El otro asunto que tiene perplejos a muchos analistas internacionales es el incierto rumbo de las reformas prometidas y, en particular, la laboral. Su trayectoria está siendo un auténtico ejercicio de inseguridad y rectificación continuada, una especie de tira y afloja entre Zapatero, los sindicatos, la patronal, el titular de Trabajo y el qué dirán. Entre tanta duda y rectificación, cambios de rumbo constantes y diálogo de sordos sólo roto a través de filtraciones a los periódicos con destino, no a los electores sino a la contraparte, la reforma laboral no hay quien la entienda. Y, naturalmente, lo más fácil de entender es que no hay reforma que valga.

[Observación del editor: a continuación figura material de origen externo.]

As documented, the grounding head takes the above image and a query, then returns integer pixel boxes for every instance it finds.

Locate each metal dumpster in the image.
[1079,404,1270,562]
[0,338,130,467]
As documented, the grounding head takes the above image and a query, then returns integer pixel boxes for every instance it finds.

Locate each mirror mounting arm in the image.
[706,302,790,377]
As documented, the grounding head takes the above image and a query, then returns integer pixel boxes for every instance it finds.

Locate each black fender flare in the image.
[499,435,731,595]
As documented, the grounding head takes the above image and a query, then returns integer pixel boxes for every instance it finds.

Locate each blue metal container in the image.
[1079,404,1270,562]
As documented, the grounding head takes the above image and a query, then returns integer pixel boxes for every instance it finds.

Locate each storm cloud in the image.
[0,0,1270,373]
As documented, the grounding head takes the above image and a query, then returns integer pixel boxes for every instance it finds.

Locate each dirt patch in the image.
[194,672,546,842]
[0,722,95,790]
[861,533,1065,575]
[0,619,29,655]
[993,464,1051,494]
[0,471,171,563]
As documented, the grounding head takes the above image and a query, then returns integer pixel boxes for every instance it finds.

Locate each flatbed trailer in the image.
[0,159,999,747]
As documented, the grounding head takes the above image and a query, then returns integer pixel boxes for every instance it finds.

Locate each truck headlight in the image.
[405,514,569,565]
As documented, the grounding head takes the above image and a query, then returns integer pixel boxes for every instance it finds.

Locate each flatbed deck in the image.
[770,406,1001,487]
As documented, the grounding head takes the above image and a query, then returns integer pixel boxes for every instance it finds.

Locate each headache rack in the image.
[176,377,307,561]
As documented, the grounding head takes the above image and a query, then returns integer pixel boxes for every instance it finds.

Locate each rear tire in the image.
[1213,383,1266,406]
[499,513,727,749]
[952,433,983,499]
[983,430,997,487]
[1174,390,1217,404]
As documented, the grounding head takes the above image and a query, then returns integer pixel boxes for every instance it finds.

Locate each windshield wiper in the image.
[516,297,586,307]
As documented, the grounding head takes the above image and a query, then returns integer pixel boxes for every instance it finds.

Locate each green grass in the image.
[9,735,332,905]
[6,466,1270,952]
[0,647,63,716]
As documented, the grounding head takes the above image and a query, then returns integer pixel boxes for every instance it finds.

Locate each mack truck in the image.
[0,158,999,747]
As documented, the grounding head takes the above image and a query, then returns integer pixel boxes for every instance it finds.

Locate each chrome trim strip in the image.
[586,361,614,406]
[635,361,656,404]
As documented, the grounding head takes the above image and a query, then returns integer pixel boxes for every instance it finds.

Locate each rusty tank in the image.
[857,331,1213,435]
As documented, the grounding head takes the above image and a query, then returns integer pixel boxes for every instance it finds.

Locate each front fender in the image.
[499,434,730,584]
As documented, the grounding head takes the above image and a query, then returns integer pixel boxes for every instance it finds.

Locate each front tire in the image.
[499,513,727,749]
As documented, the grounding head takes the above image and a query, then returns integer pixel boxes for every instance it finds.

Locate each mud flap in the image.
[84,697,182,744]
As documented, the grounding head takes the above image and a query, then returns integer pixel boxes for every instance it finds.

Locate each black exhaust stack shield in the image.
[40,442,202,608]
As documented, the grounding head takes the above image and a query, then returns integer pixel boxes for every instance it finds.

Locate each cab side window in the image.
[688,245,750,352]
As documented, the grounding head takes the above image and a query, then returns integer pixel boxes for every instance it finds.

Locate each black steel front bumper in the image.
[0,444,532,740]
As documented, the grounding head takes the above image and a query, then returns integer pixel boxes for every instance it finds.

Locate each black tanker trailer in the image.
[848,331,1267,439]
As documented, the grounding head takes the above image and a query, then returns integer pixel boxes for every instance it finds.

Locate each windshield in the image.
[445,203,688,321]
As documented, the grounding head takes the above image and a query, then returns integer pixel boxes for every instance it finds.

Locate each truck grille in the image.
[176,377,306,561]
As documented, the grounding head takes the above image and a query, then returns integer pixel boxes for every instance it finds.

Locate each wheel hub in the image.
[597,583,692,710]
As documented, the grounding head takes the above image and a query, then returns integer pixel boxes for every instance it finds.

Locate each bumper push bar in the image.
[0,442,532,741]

Estamos como estábamos hace dos o tres años, pero con cerca de 5 millones de parados, un Gobierno que no gobierna, una economía paralizada y todo el mundo mirando, a punto de perder la paciencia. Esa paciencia que cada día que pesa cuesta un dinero, el que hay que pagar por tener una prima de riesgo cada día más alta. Esta semana nos vamos a enterar. El Tesoro saldrá al mercado hasta en cuatro ocasiones, dos este martes, otras dos el jueves. La subida de los costes de emisión podrá aportar una idea cuantificada de lo que nos está costando el desvarío, aunque ese será sólo una parte del coste, la más visible. Otras serán por desgracia menos visibles.